Antes de entrar propiamente en el asunto de los dones espirituales, debemos llamar la atención de los interesados a ponerse a disposición del Espíritu Santo para hacer Su obra. Aunque los dones sean de gran importancia y grandeza, mucho más importante que hacer Su obra es posicionarse delante del Dios Vivo como un verdadero hijo.
No son pocos los que en el afán de hacer la Obra de Dios se olvidan de lo que son y de lo que significan para el Dios Vivo. Lo que hacemos en beneficio del engrandecimiento del Reino de Dios aquí en la tierra no es más importante que lo que somos para Dios.
Un padre que ama a su hijo estará más preocupado con su formación moral y espiritual que propiamente con sus actos. Entonces, ser es mucho más importante que hacer. No quiero con esto disminuir la importancia de los dones, sino al contrario, para mí los frutos del Espíritu revelan el carácter de Dios en el cristiano, mientras que los dones del
Espíritu revelan el resultado, el ejercicio de la entera relación con Dios. En otras palabras, los frutos significan el ser, mientras que los dones significan el hacer. Pero, ¿cuál es la razón por la que hablamos así? Es porque, en verdad, muchos cristianos con poco conocimiento van por el mundo curando, liberando, haciendo muchos milagros, sin mantener un contacto íntimo con su Padre celestial. Al contrario, porque piensan que tienen los dones espirituales, descuidan los frutos del Espíritu y acaban dando lugar a las pasiones de la carne, apagando al propio Espíritu de Dios.
Los dones del Espíritu Santo reflejan las diferentes modalidades en la ejecución de la obra de Dios y todo cristiano tiene el deber manifestar la gloria de Dios en este mundo, a través de estos instrumentos que Su Espíritu le proporciona, tanto con los frutos como con los dones. Además, cuando los frutos están siempre en primer lugar, los dones son una consecuencia totalmente natural.
Cuando el Señor Jesús envió a Sus primeros discípulos a hacer Su obra, les dio una orden: “Sanad enfermos, limpiad leprosos, resucitad muertos, echad fuera demonios; de gracia recibisteis, dad de gracia.” (Mateo 10:8).

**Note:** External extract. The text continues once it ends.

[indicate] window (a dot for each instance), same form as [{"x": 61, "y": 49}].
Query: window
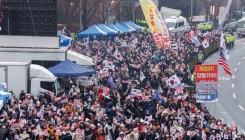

Esta orden nunca hubiera podido llevarse a la práctica si el mismo Señor no les hubiese dado capacidad para obedecer. Naturalmente, Dios no podría ser incoherente al punto de mandarnos a hacer algo que está por encima de nuestras posibilidades de hacerlo, por eso mismo es que Él los capacitó con los dones del Espíritu Santo, para que realizaran Su voluntad.
Después de haber comisionado a los 12 apóstoles, el Señor hizo lo mismo con 70 hombres, dándoles la misma autoridad y poder con el objetivo de ayudar a las multitudes necesitadas de, al menos, un milagro en sus vidas.
Esta orden del Señor nunca fue revocada, pues tiene que ser obedecida en el día de hoy tanto como en los días de los apóstoles, porque el Señor de aquella época es el Señor de hoy. Él es el mismo ayer, hoy y lo será eternamente; por eso, Su palabra tiene que funcionar hoy de la misma forma que en el pasado.
(*) Texto extraído del libro “El Espíritu Santo”, del obispo Edir Macedo.